出立への運び
「よっし、なんとか終わったぞ。忘れ物はもうないな?」
「はいっ…」
「そんじゃ準備完了っと。…水樹、帰るぞ」
「は、はいっ…」
風香さんは、ずっと立ち止まったままでいる霊子さん、文子さん、情さん、憶さんの四人に気づいたからか、声をかけた。
「あいつらに会いたいんだろう?」
四人とも、我に返ったのか、慌ててコクりと頷く。
それをしっかりと目で見て確認した風香さんは言う。
一瞬、ニヤリとあざとい笑みを浮かべてから。
「なら、もたもたしないでついてこい。そこでずーっとボーッとつっ立っているやつには会わせてやんねーぞぉー」
「「「「は、はいっ」」」」
すごい。見事なハモリ具合だ。
そう思った私は振り返ることはせず、そのまま風香さんの背についていった。
私の後ろに四人がしっかりとついてきているのを、後ろから聞こえてくるバラバラな足音で確認する。

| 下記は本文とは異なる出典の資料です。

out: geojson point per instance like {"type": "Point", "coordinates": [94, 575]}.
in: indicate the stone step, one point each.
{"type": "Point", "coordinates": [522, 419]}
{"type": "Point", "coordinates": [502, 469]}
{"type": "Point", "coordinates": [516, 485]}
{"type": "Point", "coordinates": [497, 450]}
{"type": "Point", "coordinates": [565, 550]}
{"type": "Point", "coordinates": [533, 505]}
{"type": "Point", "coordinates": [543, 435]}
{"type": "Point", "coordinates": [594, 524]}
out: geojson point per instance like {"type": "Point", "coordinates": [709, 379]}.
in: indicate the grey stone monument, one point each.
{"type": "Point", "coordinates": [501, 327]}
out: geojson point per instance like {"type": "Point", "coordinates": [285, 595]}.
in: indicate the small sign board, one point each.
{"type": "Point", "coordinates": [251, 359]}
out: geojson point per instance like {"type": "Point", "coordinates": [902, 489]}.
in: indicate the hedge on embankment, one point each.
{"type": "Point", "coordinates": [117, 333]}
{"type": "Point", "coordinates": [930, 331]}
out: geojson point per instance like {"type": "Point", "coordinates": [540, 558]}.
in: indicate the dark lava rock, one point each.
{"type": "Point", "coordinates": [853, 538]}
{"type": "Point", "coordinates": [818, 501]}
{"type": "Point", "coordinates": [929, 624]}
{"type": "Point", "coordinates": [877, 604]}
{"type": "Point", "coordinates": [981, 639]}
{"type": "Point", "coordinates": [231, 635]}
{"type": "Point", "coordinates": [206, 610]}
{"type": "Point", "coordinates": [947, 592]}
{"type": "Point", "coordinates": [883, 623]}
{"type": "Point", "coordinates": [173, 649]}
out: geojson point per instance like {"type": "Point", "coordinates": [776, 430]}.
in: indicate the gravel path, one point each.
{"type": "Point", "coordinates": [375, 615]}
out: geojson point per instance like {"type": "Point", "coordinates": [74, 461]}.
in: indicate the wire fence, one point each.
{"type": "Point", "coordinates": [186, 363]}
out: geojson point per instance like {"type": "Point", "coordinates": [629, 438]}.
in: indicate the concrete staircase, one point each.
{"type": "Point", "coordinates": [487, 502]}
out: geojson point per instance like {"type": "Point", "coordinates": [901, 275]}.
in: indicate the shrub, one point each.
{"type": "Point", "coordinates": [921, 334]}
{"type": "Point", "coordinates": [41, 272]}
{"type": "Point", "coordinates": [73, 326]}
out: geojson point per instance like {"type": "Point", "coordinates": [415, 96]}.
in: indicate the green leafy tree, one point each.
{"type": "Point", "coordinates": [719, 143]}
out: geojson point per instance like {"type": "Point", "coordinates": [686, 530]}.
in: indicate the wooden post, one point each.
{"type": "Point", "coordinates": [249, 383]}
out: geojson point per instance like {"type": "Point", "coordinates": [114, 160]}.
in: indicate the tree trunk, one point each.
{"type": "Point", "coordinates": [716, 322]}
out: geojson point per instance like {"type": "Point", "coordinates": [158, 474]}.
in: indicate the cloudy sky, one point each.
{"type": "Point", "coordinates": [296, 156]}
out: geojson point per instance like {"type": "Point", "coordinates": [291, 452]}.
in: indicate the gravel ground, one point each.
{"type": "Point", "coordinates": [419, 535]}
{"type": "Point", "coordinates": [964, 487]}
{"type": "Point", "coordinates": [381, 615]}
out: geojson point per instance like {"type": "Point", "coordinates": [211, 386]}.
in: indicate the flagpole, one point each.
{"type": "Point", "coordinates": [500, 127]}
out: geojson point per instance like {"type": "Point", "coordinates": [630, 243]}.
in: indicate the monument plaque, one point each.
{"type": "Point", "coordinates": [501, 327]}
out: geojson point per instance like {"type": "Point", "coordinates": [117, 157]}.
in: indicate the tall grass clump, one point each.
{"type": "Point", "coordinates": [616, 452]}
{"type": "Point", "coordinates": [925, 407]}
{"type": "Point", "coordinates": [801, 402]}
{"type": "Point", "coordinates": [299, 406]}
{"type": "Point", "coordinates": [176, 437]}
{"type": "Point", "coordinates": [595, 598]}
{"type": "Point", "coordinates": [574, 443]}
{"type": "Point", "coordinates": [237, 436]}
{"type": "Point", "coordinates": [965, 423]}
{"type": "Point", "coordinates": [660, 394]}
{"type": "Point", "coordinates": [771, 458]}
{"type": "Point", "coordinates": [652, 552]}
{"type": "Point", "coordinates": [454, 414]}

おそらくは風香さんも、私と同じように確認しているのだろう。
さっき以降、後ろを向いた様子がないから、きっとそうだ。
ううん、絶対そうに違いない。
私は心の中でクスッと笑った。
なんだかおもしろい。楽しい。
やっぱ、こういうのって、いいな。こういう感じって、いいな。
「水樹、今、心の中で笑ってたなっ」
ニヤリとした顔で風香さんにそう言われ、図星を突かれる。
エスパーかっ、この人はっ。
そんな私の驚いた顔を見た風香さんは
「あたりだっ」
と言って、少し嬉しそうに頬を赤らめてみせた。
でも、そんな顔をあまり人に見られたくなかったのか、一瞬だけ私に見せてから、慌ててドアの方に向きなおしたらしかった。
照れくさかったのかな…何かかわいいな。
ていうか、私はOKなんだー…。
そう感じた私は、少し嬉しくなってしまった。
そんな私の様子を背に、風香さんはいつの間にか目の前にあってしまったドアを静かに開けようと試みたらしかったが、それでもまあまあ大きな音が出てしまい、驚いたのか、かラダをビクリと震わせていた。
その様子を目撃してしてしまった私は、内心で「ダッサ」とか思いながらも、見て見ぬフリをすることを決意する運びとなった。
他の四人は見ていたかどうかは知らんけど、もし見ていたとすれば、きっと同じ気持ちになり、同じような行動をとっていたのであろう。
そんなこともすべて含めて、私は見て見なかったフリを続けることにした。
風香さんは、自分の後ろ側がそんな状態下にあることも知らずに、みんなが出てきたのを確認すると、ドアを閉めようとする。
が、なぜかどうかは本当に分からないが、どうにも押戸と引き戸を間違えたらしく、こけそうになっていた。
そんな様子を見てしまった私はなんとか笑いをこらえつつ、風香さんに対して「ごめんなさい」と内心呟いてしまった。
おそらく、他の四人も、だ。
さすがの風香さんも、それには気づいてしまったらしく、申し訳なさそうなはにかみ笑いを私たちに見せてきた。
そして、今度は間違えずにしっかりと病室のドアを丁寧に閉めていた風香さんだった。
やっと落ち着いて歩き出せる。
そう思った矢先、予期もせぬ落ち着けない出来事が起きた。
…そう。〝アイツ〟が来たために…。